There is no doubt that many physiatrists experience symptoms of burnout; yet in our literature, it is rarely addressed. In 1979, Emener2 called burnout “rehabilitation's hidden handicap.” In 1988, Osborn et al.3 published a commentary on burnout in rehabilitation medicine from a psychoanalytic point of view and wrote, “Recognition of burnout is the first and most important aspect of prevention and treatment.” Burnout in rehabilitation medicine is not unique to Americans, and there are a few scattered international reports.4,5 A recent poster presentation titled “Evaluating Burnout in Physical Medicine and Rehabilitation Residents” by Kao et al.6 reported burnout rates that ranged from 22.2% to 83.3% in a single institutional study of 53 residents and fellows. We congratulate Kao et al. for their contribution to the sparse burnout literature in PM&R. They highlighted that burnout often begins during medical training, and their findings are consistent with literature from numerous other specialties.
Although definitions of burnout vary, they tend to share three characteristics: emotional exhaustion, depersonalization (also sometimes termed cynicism), and lack of professional efficacy (a sense of reduced personal accomplishment).
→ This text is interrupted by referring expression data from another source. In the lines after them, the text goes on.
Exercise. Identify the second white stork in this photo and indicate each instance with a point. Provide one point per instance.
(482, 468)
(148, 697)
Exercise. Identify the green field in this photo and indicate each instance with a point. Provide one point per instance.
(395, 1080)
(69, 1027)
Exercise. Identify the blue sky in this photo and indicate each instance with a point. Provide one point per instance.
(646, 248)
Relevant to the work that many physiatrists are engaged in, a recent survey of pain medicine physicians (n = 207) found that approximately 60% reported high emotional exhaustion, 36% reported high depersonalization, and nearly 20% reported low personal accomplishment.7
According to a review by Bianchi et al., there is controversy in the literature as to whether burnout is a form of depression or a distinct syndrome.8 However, Wurm et al.9 published a recent systematic review calling burnout a “distinct phenomenon rather than a type of depression” and investigated the depression-burnout relationship. In this study, 40,093 Austrian physicians were invited to participate, and a total of 6351 (15.8%) accepted the invitation. Of the study participants, 10.3% were affected by major depression and 50.7% had symptoms of burnout. In the depressed physicians, 87.5% also suffered from burnout. Of the physicians who had burnout symptoms, 26.2% were also affected by major depression.
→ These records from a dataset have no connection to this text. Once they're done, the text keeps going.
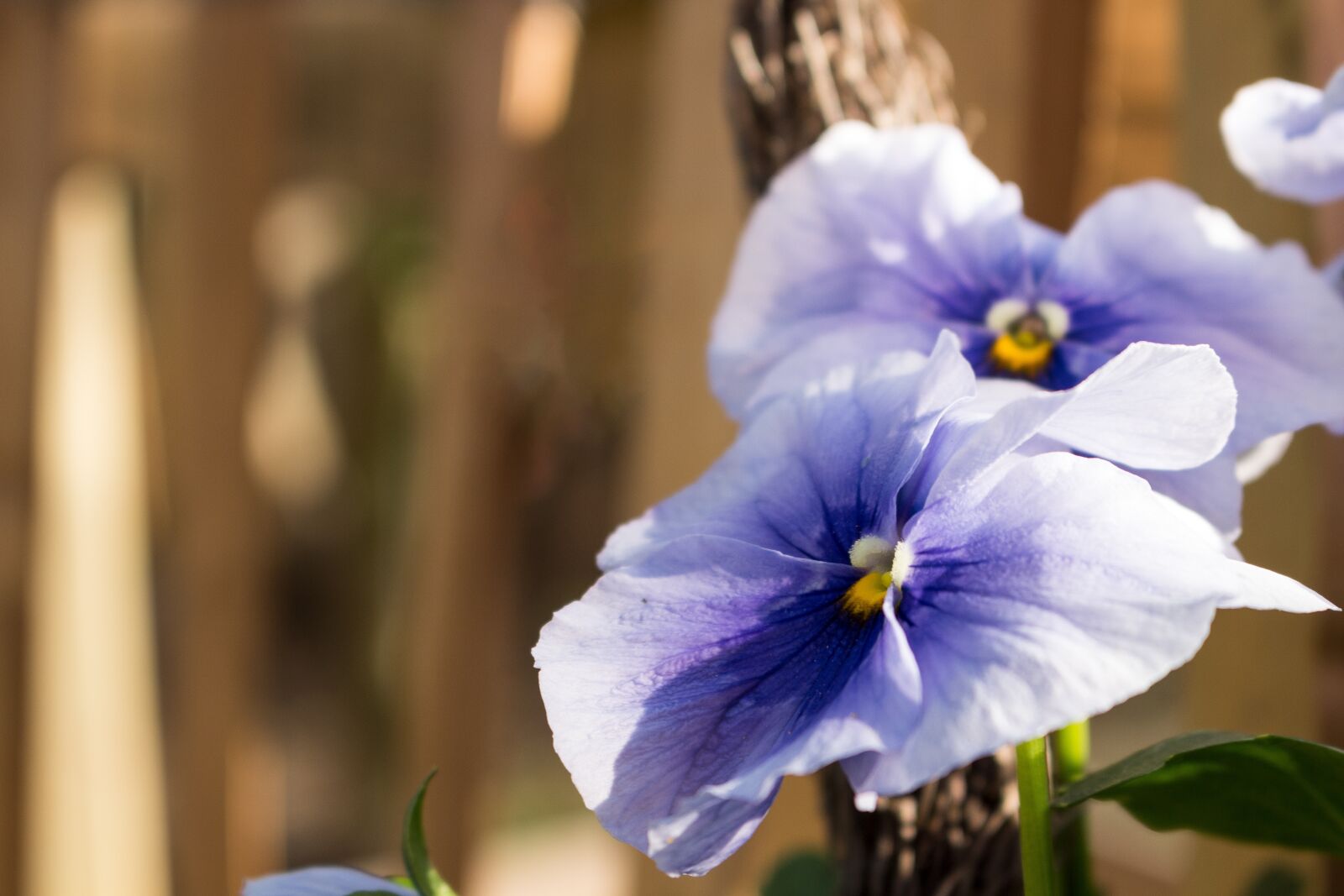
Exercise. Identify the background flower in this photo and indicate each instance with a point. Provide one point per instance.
(1288, 139)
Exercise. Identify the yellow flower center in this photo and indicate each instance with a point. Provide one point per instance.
(864, 597)
(886, 563)
(1023, 351)
(1027, 335)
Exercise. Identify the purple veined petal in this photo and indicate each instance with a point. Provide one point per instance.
(683, 687)
(1152, 407)
(323, 882)
(900, 228)
(1153, 264)
(812, 472)
(900, 348)
(1055, 589)
(1288, 139)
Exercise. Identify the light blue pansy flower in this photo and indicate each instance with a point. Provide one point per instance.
(879, 239)
(1288, 139)
(885, 571)
(324, 882)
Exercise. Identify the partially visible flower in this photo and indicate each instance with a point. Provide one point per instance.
(1288, 139)
(324, 882)
(879, 239)
(885, 573)
(1334, 275)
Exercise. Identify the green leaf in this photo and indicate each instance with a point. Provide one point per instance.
(804, 873)
(416, 853)
(1267, 790)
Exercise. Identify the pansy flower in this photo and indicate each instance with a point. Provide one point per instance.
(1288, 139)
(879, 239)
(1334, 275)
(884, 574)
(324, 882)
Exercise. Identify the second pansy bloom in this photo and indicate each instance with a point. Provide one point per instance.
(885, 573)
(879, 239)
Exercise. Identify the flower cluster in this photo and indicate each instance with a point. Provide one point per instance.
(983, 488)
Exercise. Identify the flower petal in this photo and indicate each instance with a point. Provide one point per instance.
(812, 472)
(1158, 407)
(702, 674)
(1288, 139)
(323, 882)
(1055, 589)
(902, 228)
(1152, 262)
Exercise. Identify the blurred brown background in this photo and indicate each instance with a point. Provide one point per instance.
(335, 335)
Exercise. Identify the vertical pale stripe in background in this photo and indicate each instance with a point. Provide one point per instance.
(96, 795)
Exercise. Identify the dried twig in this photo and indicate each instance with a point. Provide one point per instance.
(797, 66)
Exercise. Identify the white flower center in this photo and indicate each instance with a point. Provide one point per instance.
(1008, 313)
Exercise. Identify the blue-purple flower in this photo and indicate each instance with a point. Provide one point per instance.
(1288, 139)
(324, 882)
(886, 573)
(879, 239)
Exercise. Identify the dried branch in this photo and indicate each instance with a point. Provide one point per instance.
(799, 66)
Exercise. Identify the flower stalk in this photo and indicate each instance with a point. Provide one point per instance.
(1038, 856)
(1072, 752)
Unresolved stress at work is a hallmark of burnout. A likely factor is the mismatch between what the job requires compared to the individual values, goals, and available resources of the physician. Numerous studies have provided information that supports this theory of a “mismatch” or “disconnect” with physicians' values and goals compared to what they are experiencing in their work. For example, Pololi et al.10 studied nearly 2400 academic faculty from 26 US representative medical schools and found that more than a quarter had seriously considered leaving academic medicine altogether. Dissatisfaction was by far the leading issue, with personal/family issues only a small minority. Some of the significant predictors included negative perceptions of culture (eg, relatedness or feeling moral distress at work) and perceptions of values incongruence.
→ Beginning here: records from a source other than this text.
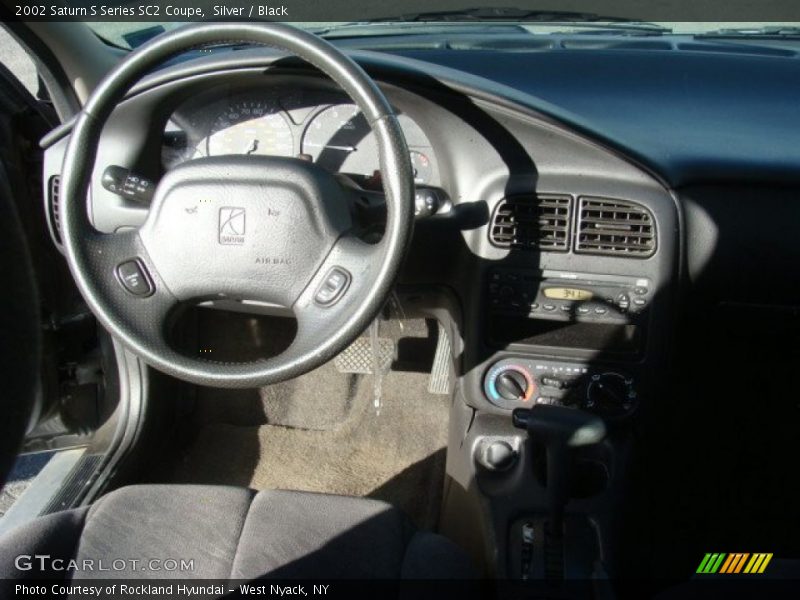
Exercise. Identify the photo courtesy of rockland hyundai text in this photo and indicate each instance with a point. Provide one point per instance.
(416, 299)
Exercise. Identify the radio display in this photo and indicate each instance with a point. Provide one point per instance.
(574, 294)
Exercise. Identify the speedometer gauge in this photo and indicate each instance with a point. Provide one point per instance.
(248, 127)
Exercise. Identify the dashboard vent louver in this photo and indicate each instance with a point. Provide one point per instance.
(53, 207)
(532, 223)
(614, 227)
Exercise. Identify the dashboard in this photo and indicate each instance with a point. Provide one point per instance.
(320, 126)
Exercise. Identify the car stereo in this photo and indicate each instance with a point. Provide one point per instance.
(572, 310)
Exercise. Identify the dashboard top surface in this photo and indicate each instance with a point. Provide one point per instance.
(693, 113)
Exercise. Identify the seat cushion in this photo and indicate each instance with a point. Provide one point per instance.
(225, 532)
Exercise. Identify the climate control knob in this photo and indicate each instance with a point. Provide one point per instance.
(510, 386)
(610, 395)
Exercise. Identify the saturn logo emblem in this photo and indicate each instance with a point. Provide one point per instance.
(232, 223)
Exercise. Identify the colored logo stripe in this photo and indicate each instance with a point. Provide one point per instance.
(710, 563)
(734, 563)
(737, 562)
(758, 563)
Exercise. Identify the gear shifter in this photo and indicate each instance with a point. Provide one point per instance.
(559, 429)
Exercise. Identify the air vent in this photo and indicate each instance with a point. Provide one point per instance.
(614, 227)
(532, 223)
(53, 207)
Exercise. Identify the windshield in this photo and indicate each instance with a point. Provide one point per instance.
(130, 34)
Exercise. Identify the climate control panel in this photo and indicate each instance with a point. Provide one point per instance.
(524, 382)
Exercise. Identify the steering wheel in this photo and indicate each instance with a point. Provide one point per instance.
(270, 229)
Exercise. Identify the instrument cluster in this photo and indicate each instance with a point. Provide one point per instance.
(316, 125)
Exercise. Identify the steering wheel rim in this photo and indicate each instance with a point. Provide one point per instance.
(140, 322)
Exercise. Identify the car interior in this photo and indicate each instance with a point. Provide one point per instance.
(450, 299)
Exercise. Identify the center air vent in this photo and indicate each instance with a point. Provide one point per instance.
(53, 207)
(532, 223)
(614, 227)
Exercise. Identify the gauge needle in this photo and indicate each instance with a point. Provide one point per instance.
(342, 148)
(251, 147)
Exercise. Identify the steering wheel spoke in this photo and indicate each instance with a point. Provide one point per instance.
(120, 264)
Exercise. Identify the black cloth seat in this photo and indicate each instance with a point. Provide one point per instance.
(230, 532)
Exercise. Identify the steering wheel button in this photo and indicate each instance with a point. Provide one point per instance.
(133, 277)
(333, 287)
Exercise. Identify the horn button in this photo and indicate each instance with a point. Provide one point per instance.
(247, 227)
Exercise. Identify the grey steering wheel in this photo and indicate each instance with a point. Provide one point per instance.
(270, 229)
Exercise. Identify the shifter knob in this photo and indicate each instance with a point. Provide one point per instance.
(557, 424)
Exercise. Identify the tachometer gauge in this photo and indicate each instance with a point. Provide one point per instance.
(339, 138)
(248, 127)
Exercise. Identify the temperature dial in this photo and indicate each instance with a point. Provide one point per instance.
(611, 395)
(510, 386)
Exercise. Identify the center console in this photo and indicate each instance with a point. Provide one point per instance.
(581, 335)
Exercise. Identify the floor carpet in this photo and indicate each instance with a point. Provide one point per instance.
(322, 433)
Physician burnout is an issue that affects health care delivery at every level; and in a systematic review and meta-analysis on interventions to prevent and reduce work burnout, West et al.11 reported that the literature supports both individual and organizational strategies can result in clinically meaningful reductions in burnout among physicians. Clearly, there is an urgent need to find better ways to support doctors for many reasons including, but not limited to, finding solutions to overcome predicted physician workforce shortages.